Regardless of what QuickBooks software or online version you are using, you are bound to run into this fork in the road: how do I know whether to create a sales receipt, receive a payment or make a bank deposit? These three options are readily available to you, but unless you are a QuickBooks Pro (and sometimes even if you are), knowing which option to choose can be perplexing. So, I’m going to walk you through these three options to further explain what they are for and when they should be used.

When you use receive payments, you are applying a payment to something that has already been invoiced or billed. I provided a service or product to you, sent you an invoice, and then you paid it. There’s a length of time in between these two tasks. Invoice then payment. Only use receive payments if you will be applying the payment to an invoice.

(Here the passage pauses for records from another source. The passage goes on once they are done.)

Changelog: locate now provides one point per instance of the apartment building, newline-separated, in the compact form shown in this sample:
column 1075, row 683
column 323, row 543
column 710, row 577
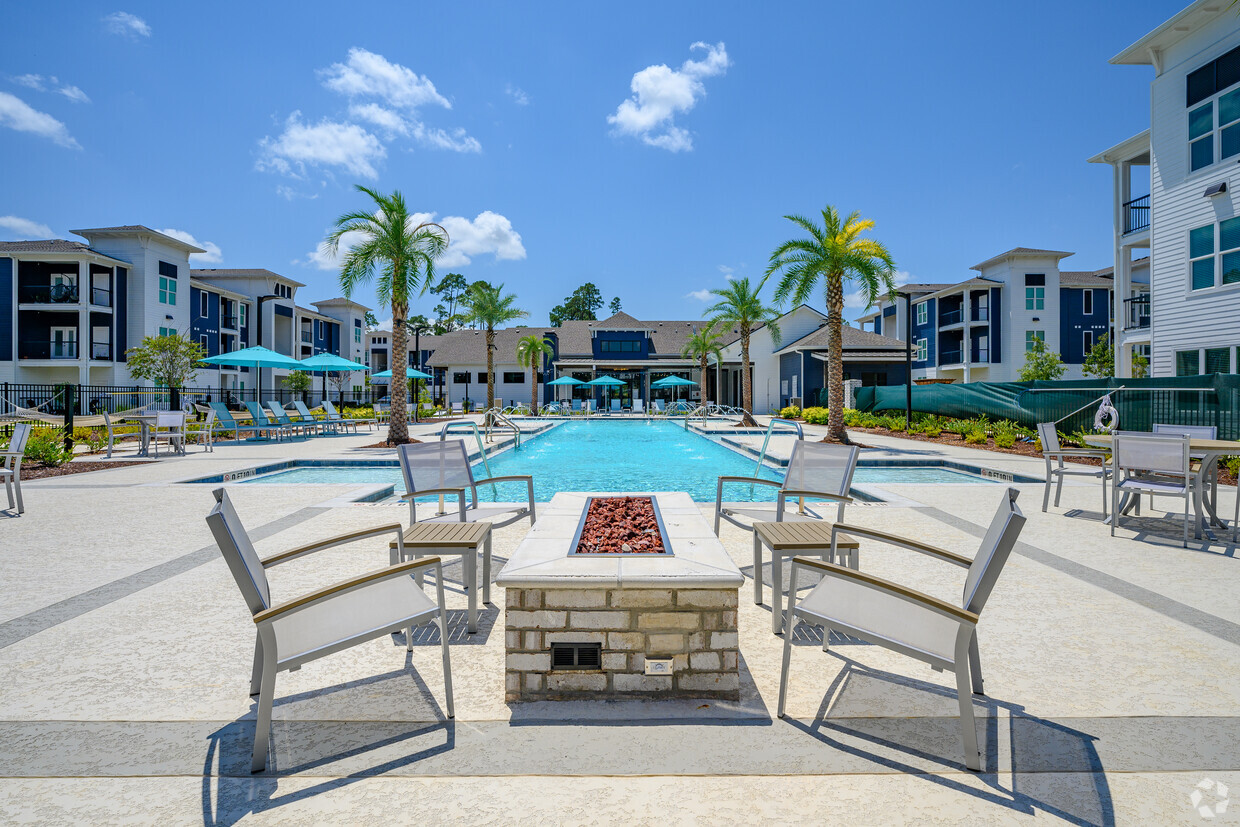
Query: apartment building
column 1174, row 201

So, how are sales receipts different? Think of a sales receipt like walking into a department store. When you purchase something there is no invoice created, only a receipt. This is because there was no expectation that you were going to buy anything when you walked in the door. In the case of your business, this may mean someone buys something on the spot so there’s no need for an invoice. A sales receipt combines an invoice and payment into one transaction. If a customer pays for something before you’ve had a chance to create an invoice, save yourself a step and use a sales receipt.

Now, think about your bank statement for a moment. When you see cash/check deposits made, do they show up as each individual payment or do they show up as one large lump sum? They will almost always be added as one lump sum. So, how do we make that lump sum match each individual payment or sales receipt we’ve created? We’ll create a bank deposit!

When creating a bank deposit, you will notice two very distinct sections:  A section that shows each payment and sales receipt you just created (if you’re not seeing these payments and receipts, you may have listed the ‘deposit to’ account as the bank account instead of undeposited funds…go back to those payments/receipts and make changes as necessary) as well as a second section below with blank lines.  

You will click each of the individual payments and sales receipts that are making up the deposit. The lines below are meant to record any loose change or funds coming in that don’t necessarily need to be recorded by customer. An example might be ticket sales. Maybe you’ve collected $500 by selling tickets to an event you’re putting on, but it’s not important to know exactly who bought tickets or how many. Instead of doing a sales receipt for each individual ticket sold, just add the total of the sales, select the proper income account (ticket sales in this example) and then add the total.

When all is said and done, the total deposit will be all payments & sales receipts plus any other funds coming in that aren’t being tracked by customer. This amount should match what will end up on the bank statement.